Top 5 Differences You Need to Understand - Using SAP ERP as a Baseline
One of the most common mistakes made in approaching electronic invoicing in Latin America is thinking that the process is similar to the European Union. Simply, EU eInvoicing is not the same as Latin American electronic invoicing. In this commentary, we
focus on the top 5 differences between EU countries and Latin American countries: specifically Brazil, Mexico and Argentina.
Key take-away: Latin America einvoicing will affect the configuration of your SAP ERP system, your ability to ship your product, and will require constant attention to keep up with the changing mandates.
1. In many Latin American countries an einvoice is mandatory –
Yes, in many of the EU countries, we are seeing governments requiring electronic invoices. However, this is specific to Business to Government (B2G) interactions. EU countries don’t dictate as a whole that you must send an approved electronic invoice for
Business to Business transactions or Business to Consumer transactions. Instead, the EU outlines functional requirements if you choose to send an invoice electronically. These functional lego blocks center around “authenticity and integrity.” In Latin America,
countries like Mexico require you to send a government approved electronic invoice if your organization meets certain criteria. For example, the newly announced legislation by Mexcio’s Servicio de Aministracion Tributaria (SAT) requires companies with annual
revenue of more than 2 million pesos to send electronic invoices.
2. Latin America requires a real-time, fully integrated process –
In countries such as Brazil, this is not just about applying a digital signature to a PDF and sending it to your customer via a portal and in parallel storing in a long-term archive. These are highly evolved, real-time integrations with the government
that can take 20 to 30 seconds for approval. In future blogs, we will explore the Latin American processes in more detail, but some of the most typical elements include: a defined XML schema via Web Services, a sequencing process, a printing process that
defines an output that must accompany the truck, designated barcodes on the print outs, archiving and more.

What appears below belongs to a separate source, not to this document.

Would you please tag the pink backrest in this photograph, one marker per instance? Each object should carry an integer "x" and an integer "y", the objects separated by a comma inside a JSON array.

3. In countries like Brazil and Mexico, the electronic invoice approval is linked to your logistics process –
In other words, you can’t ship your product from your warehouse, until you receive the approvals from the government on your invoice. This can actually take many forms beyond just your ability to ship. In the worst case, the government can confiscate
your truck, the physical goods, and levy very strict financial penalties if the invoice information doesn’t match what is on the truck or what arrives at your customer. For example, in Brazil all the fiscal information and approval information must be printed
on a DANFE that accompanies the truck. This is also the reason why you should always have real time, local language support from your provider and a well-defined contingency process in place.
4. Latin America defines strict process standards – In Brazil, you have Nota Fiscal Eletronica 2.0 and in Mexico you have CFD v3.2 which clearly outlines the XML schema, integration touch points, process, archiving, and printing procedures.
Most of the EU regulations will dictate what makes an invoice VAT compliant, but they don’t mandate a specific format like Brazil or Mexico. Also, it should be noted that Latin American countries tend to expand upon these process standards, so be prepared
to adjust the XML and process during the year.
5. Latin America einvoicing will affect your SAP ERP configuration –
The solutions required to comply in Brazil, Argentina and Mexico require configurations and many times specific localizations to the ERP system before you can even send an electronic invoice. In Brazil, organizations must ensure that they have not only
installed and localized the taxes and fiscal information correctly (which by the way is no easy task), but they also must comply with SPED, Sistema Público de Escrituração Digital, reporting requirements.